Le Premier ministre Alexander De Croo a appelé les agriculteurs manifestant dans la capitale à faire preuve de « bon sens terrien » en évitant la violence contre la police et le vandalisme. « Je demande à chacun de faire preuve de bon sens terrien et d’arrêter d’agiter notre capitale, surtout de ne pas perdre le large soutien qui existe aujourd’hui au sein de la population », a indiqué le chef du gouvernement fédéral. Pour le Premier ministre, une grande partie des préoccupations des agriculteurs sont légitimes, et les décideurs européens et nationaux sont prêts à écouter et à prendre des mesures.
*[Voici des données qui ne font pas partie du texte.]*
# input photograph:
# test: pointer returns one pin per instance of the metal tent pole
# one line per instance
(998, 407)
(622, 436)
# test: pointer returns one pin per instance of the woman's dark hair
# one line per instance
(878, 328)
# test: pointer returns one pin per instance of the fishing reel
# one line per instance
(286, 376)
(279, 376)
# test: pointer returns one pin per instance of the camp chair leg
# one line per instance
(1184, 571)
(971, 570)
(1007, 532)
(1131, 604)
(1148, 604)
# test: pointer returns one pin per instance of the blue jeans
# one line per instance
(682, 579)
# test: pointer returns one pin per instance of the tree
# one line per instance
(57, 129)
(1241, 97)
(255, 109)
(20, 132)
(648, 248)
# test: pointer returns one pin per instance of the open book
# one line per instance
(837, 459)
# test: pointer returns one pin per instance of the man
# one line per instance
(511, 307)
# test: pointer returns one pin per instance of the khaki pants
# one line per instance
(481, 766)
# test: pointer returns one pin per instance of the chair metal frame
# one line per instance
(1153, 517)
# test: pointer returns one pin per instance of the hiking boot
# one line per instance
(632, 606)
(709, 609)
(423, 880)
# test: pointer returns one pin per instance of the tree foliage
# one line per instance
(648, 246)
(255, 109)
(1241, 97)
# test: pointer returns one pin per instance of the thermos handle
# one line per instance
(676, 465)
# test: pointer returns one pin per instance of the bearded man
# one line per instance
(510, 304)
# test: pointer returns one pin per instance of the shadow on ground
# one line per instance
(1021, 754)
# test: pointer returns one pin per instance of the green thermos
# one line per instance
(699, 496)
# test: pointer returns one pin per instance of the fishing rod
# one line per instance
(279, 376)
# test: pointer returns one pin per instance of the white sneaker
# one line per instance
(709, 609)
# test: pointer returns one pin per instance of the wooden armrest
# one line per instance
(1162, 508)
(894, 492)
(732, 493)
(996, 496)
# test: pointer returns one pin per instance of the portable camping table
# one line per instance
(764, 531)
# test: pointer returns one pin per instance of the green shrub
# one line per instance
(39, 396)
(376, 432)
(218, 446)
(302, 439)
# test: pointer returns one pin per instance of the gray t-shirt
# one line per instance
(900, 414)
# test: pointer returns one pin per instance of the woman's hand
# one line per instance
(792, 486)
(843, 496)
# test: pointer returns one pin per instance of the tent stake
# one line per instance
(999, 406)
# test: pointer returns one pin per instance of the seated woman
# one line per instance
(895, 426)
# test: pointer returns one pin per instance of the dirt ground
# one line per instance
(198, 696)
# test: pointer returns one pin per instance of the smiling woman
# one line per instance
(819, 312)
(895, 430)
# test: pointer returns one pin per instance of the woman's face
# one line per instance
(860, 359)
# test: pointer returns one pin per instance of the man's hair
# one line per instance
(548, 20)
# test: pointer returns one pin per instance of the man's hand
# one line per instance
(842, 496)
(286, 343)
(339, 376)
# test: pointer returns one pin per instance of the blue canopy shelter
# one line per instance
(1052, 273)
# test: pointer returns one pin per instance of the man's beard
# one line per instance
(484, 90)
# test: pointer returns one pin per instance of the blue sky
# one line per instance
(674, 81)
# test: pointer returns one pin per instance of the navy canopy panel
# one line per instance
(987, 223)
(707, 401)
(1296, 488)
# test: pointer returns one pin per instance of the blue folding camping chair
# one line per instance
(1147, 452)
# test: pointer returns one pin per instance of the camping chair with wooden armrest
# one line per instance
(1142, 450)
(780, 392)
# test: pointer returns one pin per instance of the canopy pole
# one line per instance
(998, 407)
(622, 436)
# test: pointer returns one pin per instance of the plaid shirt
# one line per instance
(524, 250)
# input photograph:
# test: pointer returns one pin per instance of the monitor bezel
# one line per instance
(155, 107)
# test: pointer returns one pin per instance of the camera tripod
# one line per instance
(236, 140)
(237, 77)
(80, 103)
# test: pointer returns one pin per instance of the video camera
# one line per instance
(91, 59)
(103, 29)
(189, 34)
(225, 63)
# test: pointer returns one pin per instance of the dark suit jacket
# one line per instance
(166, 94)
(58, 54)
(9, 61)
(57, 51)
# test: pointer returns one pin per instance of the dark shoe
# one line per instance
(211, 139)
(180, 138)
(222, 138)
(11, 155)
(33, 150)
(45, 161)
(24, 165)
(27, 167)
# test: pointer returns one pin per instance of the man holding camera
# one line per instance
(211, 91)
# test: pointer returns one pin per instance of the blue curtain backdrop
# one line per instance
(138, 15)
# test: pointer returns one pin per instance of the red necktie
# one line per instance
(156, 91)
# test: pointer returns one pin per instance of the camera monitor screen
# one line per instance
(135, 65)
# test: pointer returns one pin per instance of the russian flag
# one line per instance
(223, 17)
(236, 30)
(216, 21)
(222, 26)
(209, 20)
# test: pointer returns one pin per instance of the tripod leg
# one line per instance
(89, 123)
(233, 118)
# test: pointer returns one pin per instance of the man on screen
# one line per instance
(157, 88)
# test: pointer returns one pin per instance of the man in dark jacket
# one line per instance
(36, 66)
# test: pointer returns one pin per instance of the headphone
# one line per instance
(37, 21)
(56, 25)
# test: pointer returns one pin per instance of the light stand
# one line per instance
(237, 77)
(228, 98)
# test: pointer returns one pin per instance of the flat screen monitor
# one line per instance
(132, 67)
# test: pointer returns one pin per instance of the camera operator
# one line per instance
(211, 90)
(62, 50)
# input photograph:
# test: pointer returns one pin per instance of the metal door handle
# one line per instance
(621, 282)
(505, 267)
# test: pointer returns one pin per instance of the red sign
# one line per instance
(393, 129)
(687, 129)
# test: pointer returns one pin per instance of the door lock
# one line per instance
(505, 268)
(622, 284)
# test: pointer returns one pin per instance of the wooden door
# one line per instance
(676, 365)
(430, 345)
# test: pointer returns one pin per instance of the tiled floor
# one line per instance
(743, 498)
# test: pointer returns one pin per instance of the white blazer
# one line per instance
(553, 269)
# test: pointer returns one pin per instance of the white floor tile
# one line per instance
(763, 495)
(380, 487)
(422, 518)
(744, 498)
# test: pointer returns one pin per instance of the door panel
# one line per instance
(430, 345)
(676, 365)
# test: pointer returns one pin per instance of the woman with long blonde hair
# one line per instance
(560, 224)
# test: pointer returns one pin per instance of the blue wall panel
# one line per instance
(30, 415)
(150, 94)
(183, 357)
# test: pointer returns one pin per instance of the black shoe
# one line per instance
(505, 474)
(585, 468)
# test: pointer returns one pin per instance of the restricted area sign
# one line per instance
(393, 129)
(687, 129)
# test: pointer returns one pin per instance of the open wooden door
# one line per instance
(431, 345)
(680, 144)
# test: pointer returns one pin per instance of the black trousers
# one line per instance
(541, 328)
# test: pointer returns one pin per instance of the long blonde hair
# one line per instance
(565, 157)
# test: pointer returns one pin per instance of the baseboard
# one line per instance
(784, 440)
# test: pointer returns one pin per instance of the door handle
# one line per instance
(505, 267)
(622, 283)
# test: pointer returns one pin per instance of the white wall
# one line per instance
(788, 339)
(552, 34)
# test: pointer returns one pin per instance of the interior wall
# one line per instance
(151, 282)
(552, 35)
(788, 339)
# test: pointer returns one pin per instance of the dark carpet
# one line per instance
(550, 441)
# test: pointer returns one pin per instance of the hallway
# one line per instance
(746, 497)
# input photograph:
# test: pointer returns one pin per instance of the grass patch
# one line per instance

Le point sur toutes les perturbations

Circulation difficile sur le ring de Bruxelles

Bien que des tensions entre certains manifestants – rarement identifiables – et les forces de l’ordre ont émaillé vers 10H puis au départ des tracteurs, entamé vers 15H30, avec des jets d’oeufs et de pétards d’un côté, d’eau et de gaz lacrymogènes de l’autre, l’ensemble de la journée s’est globalement bien déroulée. Les manifestants auront tout de même signé le ciel et l’air de leur présence, en allumant plusieurs brasiers, de pailles mais aussi de pneus. Les commerces de la place du Luxembourg auront pour leur part plutôt tiré profit de l’affluence exceptionnelle de la journée. 

La quasi-totalité des tracteurs avaient quitté la place ixelloise en début de soirée, laissant quelques feux allumés, un parterre partiellement labouré, une statue démembrée et un arbre calciné. La police de Bruxelles-Capitale/Ixelles a délogé les derniers occupants vers 18H15. 

Les embarras de circulation se sont donc déplacés, d’abord les sorties de la capitale, plusieurs trajets de la Stib ont dès lors été écourtés, puis sur les diverses autoroutes qui en partent. La police fédérale de la route notait notamment plusieurs tronçons fermés sur la E19 dans le Brabant wallon et la province de Hainaut ainsi que d’importantes perturbations au nord du pays.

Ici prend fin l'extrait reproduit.